O curioso é que, no trabalho, a síndrome não a atrapalhava – em contraponto à ansiedade, cuja reação era a paralisia. Pelo contrário: o excesso de energia causado pelo burnout a ajudava a executar os milhares de compromissos. Em casa, porém, a irritabilidade aflorava, bem como insônia, falta de apetite, taquicardia e sentimento de fracasso. 

“Foram seis meses convivendo com isso. Impactou diretamente na minha participação em um projeto cinematográfico que o Bagaceira e a Marrevolto estavam fazendo na época. Me sentia deslocada e sem vontade de estar lá. No início de 2021, precisei diminuir o ritmo de trabalho para poder me restabelecer”.

Hoje, Tatiana consegue separar bem a rotina de trabalho da rotina de vida. Voltou a fazer atividades físicas e aprendeu a nadar. Em suma: abre espaço na agenda para cuidar de si, com tempo para lazer ou simplesmente para não fazer nada. 

E quando percebe que está entrando novamente em “modo sobrevivência”, freia o cotidiano e faz programas cujo resultado seja puramente o bem-estar. “Também converso muito sobre o que estou sentindo com pessoas próximas”. 

Como se cuidar

O termo burnout surgiu em meados dos anos 1970, mas se popularizou sobretudo após a pandemia em virtude do aumento de casos associado ao contexto de trabalho na modalidade home office.

Traduzida, a expressão tem como referência o que deixou de funcionar por exaustão, uma vez que, na tradução literal, a junção das palavras “burn” e “out” significa, respectivamente, queimar e fora ou queimar por completo. 

A fim de evitar essa condição, é importante não abrir mão de uma rotina de suporte e combiná-la à rotina de demandas, conforme defende Raquel Rodrigues. “Ter um sono regular e de qualidade, praticar atividade física, cultivar momentos de descanso ou relaxamento e limitar o tempo de trabalho. Além disso, também é fundamental realizar psicoterapia como intervenção direcionada aos sintomas e uma especializada no quadro clínico”.
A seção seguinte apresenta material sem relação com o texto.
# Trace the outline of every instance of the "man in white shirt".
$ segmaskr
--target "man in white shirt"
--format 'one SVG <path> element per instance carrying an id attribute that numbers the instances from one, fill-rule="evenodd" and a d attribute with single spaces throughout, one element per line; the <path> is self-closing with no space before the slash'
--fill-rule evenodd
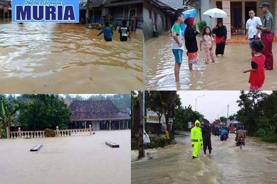
<path id="1" fill-rule="evenodd" d="M 260 38 L 260 30 L 256 28 L 257 25 L 262 25 L 261 19 L 258 17 L 255 17 L 255 12 L 253 10 L 249 10 L 249 17 L 246 22 L 246 36 L 245 39 L 248 39 L 249 46 L 250 46 L 250 51 L 252 57 L 254 56 L 254 54 L 252 52 L 251 48 L 251 43 L 253 40 L 258 40 Z"/>

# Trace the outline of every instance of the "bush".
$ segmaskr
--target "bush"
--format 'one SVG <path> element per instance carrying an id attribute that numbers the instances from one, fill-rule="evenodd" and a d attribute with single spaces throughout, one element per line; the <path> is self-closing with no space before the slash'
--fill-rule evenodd
<path id="1" fill-rule="evenodd" d="M 205 21 L 200 21 L 197 23 L 197 24 L 200 35 L 201 35 L 203 33 L 203 29 L 207 26 L 207 23 Z"/>
<path id="2" fill-rule="evenodd" d="M 265 130 L 262 128 L 259 129 L 255 135 L 256 137 L 257 137 L 258 138 L 264 138 L 265 137 Z"/>
<path id="3" fill-rule="evenodd" d="M 277 142 L 277 135 L 274 131 L 271 130 L 267 135 L 262 138 L 261 140 L 268 142 Z"/>
<path id="4" fill-rule="evenodd" d="M 56 136 L 56 134 L 54 130 L 46 128 L 44 130 L 44 136 L 46 138 L 53 137 Z"/>

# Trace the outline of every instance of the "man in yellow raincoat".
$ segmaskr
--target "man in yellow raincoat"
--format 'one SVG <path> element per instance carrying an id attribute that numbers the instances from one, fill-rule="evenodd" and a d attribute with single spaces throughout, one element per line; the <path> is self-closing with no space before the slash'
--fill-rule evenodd
<path id="1" fill-rule="evenodd" d="M 191 138 L 192 139 L 192 145 L 193 148 L 192 152 L 192 159 L 197 157 L 198 153 L 201 149 L 201 146 L 203 144 L 203 138 L 202 138 L 202 130 L 200 128 L 200 121 L 196 120 L 195 126 L 192 129 L 191 132 Z"/>

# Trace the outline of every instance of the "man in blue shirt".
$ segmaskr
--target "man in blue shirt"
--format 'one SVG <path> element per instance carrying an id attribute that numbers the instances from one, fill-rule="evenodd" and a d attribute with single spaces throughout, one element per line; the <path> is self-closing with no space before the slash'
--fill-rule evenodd
<path id="1" fill-rule="evenodd" d="M 101 34 L 104 33 L 104 39 L 106 42 L 111 41 L 111 37 L 113 34 L 113 31 L 112 31 L 112 30 L 111 30 L 108 25 L 108 23 L 105 23 L 105 26 L 106 27 L 102 29 L 98 35 L 98 36 L 99 36 L 101 35 Z"/>

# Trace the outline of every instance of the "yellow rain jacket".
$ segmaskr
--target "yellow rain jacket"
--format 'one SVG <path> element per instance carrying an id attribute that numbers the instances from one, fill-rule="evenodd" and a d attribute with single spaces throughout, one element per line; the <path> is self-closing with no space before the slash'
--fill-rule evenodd
<path id="1" fill-rule="evenodd" d="M 192 139 L 192 144 L 193 145 L 193 151 L 192 156 L 197 157 L 201 149 L 201 144 L 203 144 L 203 138 L 202 138 L 202 130 L 201 128 L 197 127 L 196 124 L 199 124 L 200 122 L 198 120 L 195 121 L 195 126 L 192 129 L 191 132 L 191 138 Z"/>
Questionada se, na contemporaneidade, é possível alguém sair ileso ao burnout, a estudiosa não titubeia: sim, muito embora estejamos vivenciando um aumento considerável nos casos de pessoas diagnosticadas com a síndrome. 

“Para isso é de extrema relevância construir limites saudáveis sobre as áreas da vida, de modo que nenhuma delas, principalmente a profissional, se sobrecarregue e leve a pessoa a desenvolver o quadro de exaustão extrema física, emocional e mental”.

Tatiana Amorim, na outra ponta, avalia: “Se essa pessoa que não sofre bornout existe, quero ser amiga dela. Temos 24 horas diárias e, se pudéssemos, produziríamos durante todas elas – tem gente que faz isso e adoece. Os jovens de hoje até conseguem, mas quem já passou dos 40 que nem eu, não tem mais esse pique”, avalia.

“Quem quebra essa barreira paga com a vida. Eu quase paguei quando tive um AVC isquêmico aos 32 anos... Foi o meu burnout da época. E, mesmo sabendo dos riscos, a gente se arrisca, pois precisamos prosperar de alguma forma”.